It is commonly believed that direct linkages (real-time electronic interfaces) between systems are essential for effective data exchange. Although direct linkages generally provide the most current and recent data (because they have direct unmediated access to the database in question), they are often expensive to deploy and complex in operation. By contrast, data can also be exchanged using the sending system’s ability to “export” its data into a known file format (e.g., an Excel spreadsheet, or a comma-delimited file). Such a file can be written onto a physical medium or sent electronically. This approach may not capture the most recent data, but since most systems support a data-export function, it entails a very low cost of operation.

In addition, file comparisons can usually be performed offline, that is, using applications separate from the core VRD application that read the exported files. Offline applications have the major benefit that they can be developed without rewriting the VRD system itself, and they thus pose little danger to its functionality.

Recommendation L-22: Develop national standards for data-exchange formats for voter registration databases.

Standardized field definitions for database records greatly facilitate the common processing of records derived from different databases, as might be entailed, for example in a search for voter registration records for the same person in two different databases. For example, one database may record dates in a yyyy-mm-dd format and the other in a dd-mm-yyyy format. Or, one database may include a suffix such as Jr. or Sr. as part of the last-name field, and another might include a separate field for suffixes.

One approach to implementing standardized field definitions is for every database to adopt the same conventions for recording data. Thus, any export of that data outside the system’s boundaries would automatically be rendered consistent with any other database. On the other hand, requiring all systems of record to convert to the same standard field definition necessarily entails operational costs (e.g., disruption to current ongoing operations, costs of reprogramming internal logic of the applications using the databases, and so on) and is thus impractical.
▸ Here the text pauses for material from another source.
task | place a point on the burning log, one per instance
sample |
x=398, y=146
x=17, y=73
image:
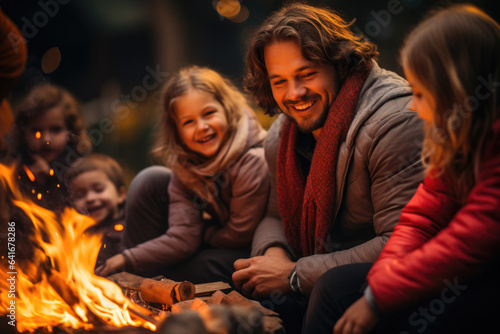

A second approach, and one recommended by the committee, focuses on standards only for data interchange—that is, standardized field definitions only for data that are intended to be used by another database system. With such an approach, the internal logic of applications can remain unchanged (because the data are stored in the same format as before). But the data are converted into this standard form when data are prepared for export.

Standards for name, date, and SSN representation are, in principle, not difficult to implement. The last-name field should include name suffixes, such as Jr. or III.

The implementation of this recommendation would do much to facilitate the matching of records within different VRDs. But the committee also notes that the data of interest for matching VRD records— name, SSN, date of birth—are sufficiently standardized in their definitions that with the use of string comparators, these data fields can be used for matching purposes.